Adding the Stations of the Cross to your Lent routine allows God to vividly display what Jesus endured for us. During Lent, I add this to my lunchtime routine on Fridays. The prayer “Look Down Upon Me, Good and Gentle Jesus” is another good addition.
The Stations of the Cross developed out of a desire for Christians to walk “The Via Dolorosa” in Jerusalem, the route from Pontius Pilate’s praetorium to the cross. It’s popular in Western Christian traditions, including Catholic, Anglican, Lutheran and Methodist.
In churches, 14 pictures or plaques are on the walls or on an outdoor walk that allow Christ followers to go from station to station. We stop at each station to pray and reflect.
This free PDF from the Diocese of Manchester takes you through the stations so you can do them at your desk or your kitchen table. The Archdiocese of Portland offers this PDF of the stations, with some preliminary prayers.
Stations of the Cross are available on YouTube. I particularly like this one, which is less than 15 minutes long.

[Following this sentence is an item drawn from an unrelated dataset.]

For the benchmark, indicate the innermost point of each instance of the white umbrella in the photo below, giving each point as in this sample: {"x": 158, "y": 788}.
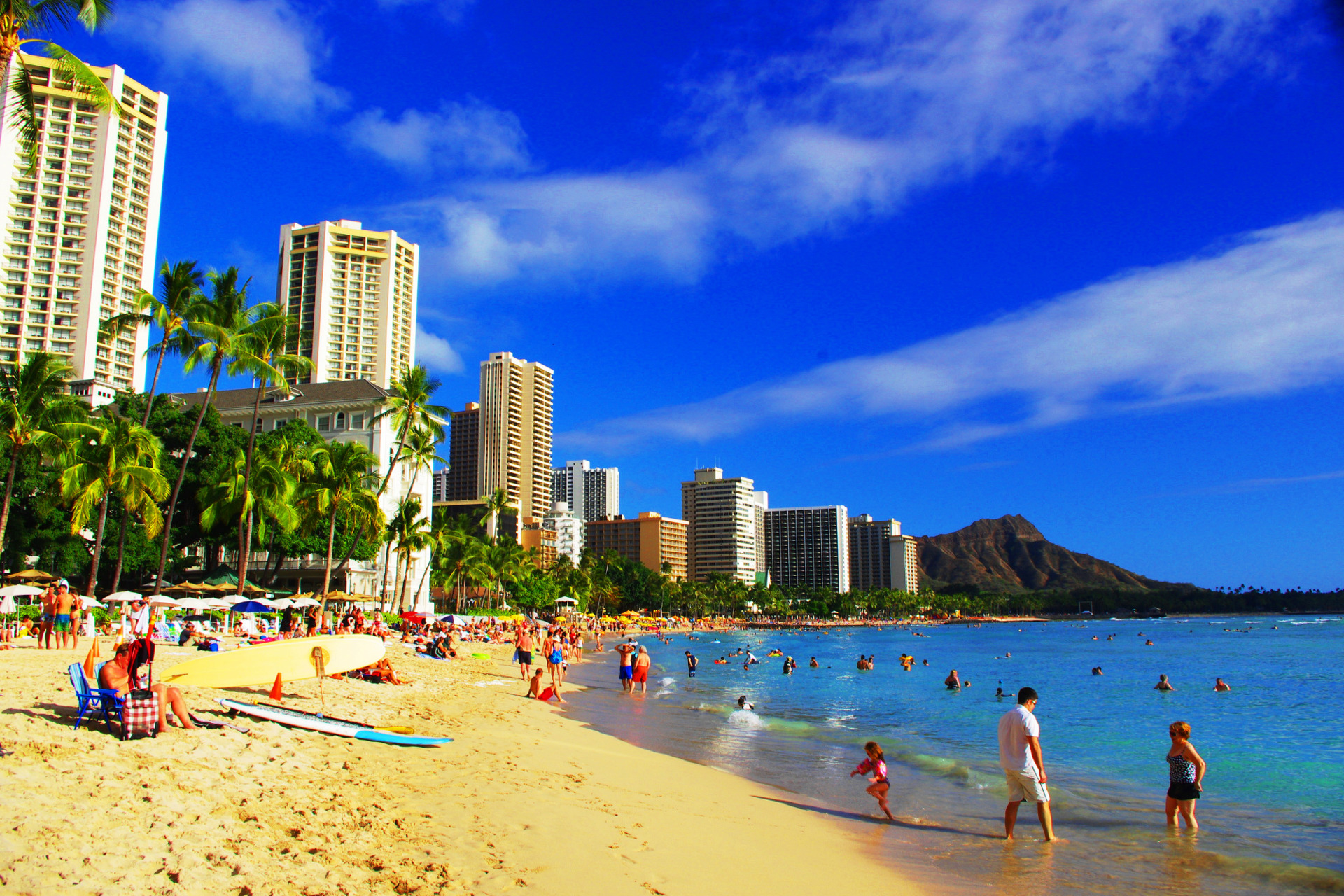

When you only have a few seconds to yourself on Friday at noon, you can pray this:
Look down upon me, good and gentle Jesus, while before Your face I humbly kneel and with burning soul, pray and beseech You to fix deep in my heart lively sentiments of faith, hope and charity, true contrition for my sins and a firm purpose of amendment, while I contemplate with great love and tender pity your five most precious wounds, pondering over them within me and calling to mind the words that David, your prophet, said of you , my Jesus, “They have pierced My hands and feet, They have numbered all my bones.”